CHARLESTON, W.Va. -- Last June's derecho windstorm and October's superstorm Sandy snowstorm will affect the state's upcoming trout-stocking season, but fisheries officials don't expect any major problems.
"Our hatchery people got the job done," said Mike Shingleton, the Division of Natural Resources' head of coldwater fisheries. "We had major power outages during the derecho, but our people were able to keep the pumps running on emergency generator power and keep us from losing many trout.
"The snowstorm brought power outages and took a lot of trees down. We handled the power outages just fine, but the downed trees might affect our ability to stock all of the usual spots on some of our streams."

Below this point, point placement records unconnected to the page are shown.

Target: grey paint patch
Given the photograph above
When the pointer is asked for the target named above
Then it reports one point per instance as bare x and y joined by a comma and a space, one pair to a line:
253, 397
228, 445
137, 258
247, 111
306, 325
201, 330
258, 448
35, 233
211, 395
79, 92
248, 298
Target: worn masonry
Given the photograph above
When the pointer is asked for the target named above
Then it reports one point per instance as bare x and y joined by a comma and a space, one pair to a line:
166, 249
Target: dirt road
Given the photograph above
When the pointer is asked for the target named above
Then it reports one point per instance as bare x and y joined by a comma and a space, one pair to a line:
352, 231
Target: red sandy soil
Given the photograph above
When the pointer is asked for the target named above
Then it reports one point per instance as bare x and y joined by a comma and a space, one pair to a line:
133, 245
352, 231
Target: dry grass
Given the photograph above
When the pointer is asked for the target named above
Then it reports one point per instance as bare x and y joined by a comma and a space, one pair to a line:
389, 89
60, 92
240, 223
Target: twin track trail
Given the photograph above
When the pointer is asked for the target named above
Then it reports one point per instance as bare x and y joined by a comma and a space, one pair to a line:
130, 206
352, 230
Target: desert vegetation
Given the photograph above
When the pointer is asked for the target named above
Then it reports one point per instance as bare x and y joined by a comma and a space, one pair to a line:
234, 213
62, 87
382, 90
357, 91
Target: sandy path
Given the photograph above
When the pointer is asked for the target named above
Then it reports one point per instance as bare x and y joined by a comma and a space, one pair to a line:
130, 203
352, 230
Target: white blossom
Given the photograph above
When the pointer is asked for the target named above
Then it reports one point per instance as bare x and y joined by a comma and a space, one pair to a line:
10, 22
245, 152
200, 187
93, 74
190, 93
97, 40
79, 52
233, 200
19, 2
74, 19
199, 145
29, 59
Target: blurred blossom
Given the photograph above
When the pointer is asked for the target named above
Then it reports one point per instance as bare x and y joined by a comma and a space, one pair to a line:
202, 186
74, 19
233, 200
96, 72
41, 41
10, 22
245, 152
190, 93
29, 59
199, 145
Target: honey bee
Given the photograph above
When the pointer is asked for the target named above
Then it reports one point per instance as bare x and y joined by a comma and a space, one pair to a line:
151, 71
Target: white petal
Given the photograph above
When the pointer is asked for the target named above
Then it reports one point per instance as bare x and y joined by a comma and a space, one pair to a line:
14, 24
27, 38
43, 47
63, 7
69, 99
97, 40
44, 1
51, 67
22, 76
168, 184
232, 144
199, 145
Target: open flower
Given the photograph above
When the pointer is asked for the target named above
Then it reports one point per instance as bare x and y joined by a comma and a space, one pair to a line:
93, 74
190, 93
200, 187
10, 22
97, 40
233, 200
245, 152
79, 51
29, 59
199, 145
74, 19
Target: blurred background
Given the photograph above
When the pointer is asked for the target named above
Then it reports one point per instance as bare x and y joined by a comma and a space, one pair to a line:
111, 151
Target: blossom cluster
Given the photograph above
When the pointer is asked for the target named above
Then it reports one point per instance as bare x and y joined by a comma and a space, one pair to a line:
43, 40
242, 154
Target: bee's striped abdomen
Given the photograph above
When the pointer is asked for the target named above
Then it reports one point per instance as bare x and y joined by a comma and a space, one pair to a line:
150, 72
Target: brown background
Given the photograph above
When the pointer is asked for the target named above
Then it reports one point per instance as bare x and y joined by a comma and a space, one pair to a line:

Shingleton said weather would probably affect January's stockings worse than anything else. All but one of the DNR's trout hatcheries are located in the state's eastern mountains, where snows tend to be heavier and road conditions tend to be worse.
"We have waters scheduled to be stocked starting [Jan. 2]," Shingleton said. "Right now we have long-term forecasts that call for at least some precipitation. We want to stock, but we won't send our [hatchery truck] drivers out on unsafe roads."
All told, 54 waters - 28 streams and 26 lakes or ponds - are scheduled to receive trout by the end of January.
"Those represent all the waters designated for weekly, biannual and monthly-plus-January stockings," Shingleton said. "Our guidelines call for all those waters to get one stocking in January."
The stocking plan calls for those waters to receive a total of 35,000 to 36,000 pounds of trout. Shingleton said most of the trout should run 10 to 11 inches in length.
"Some of the hatcheries were able to reach the size goal, but because of the power outages and late-summer low-water conditions, some of them came up a little short," he explained. "But overall, the fish we stock will be close to the size we want."
There will, however, be fewer trophy trout.
"Roughly 10 to 15 percent of the fish, by weight, will be [large] 'brood' trout. That's short of our usual goal of 20 percent. We didn't produce as many brood fish as usual this year," Shingleton explained.
The Sandy snowstorm, which knocked down trees in the state's mountainous regions, will prevent stockings on at least one section of one major stream.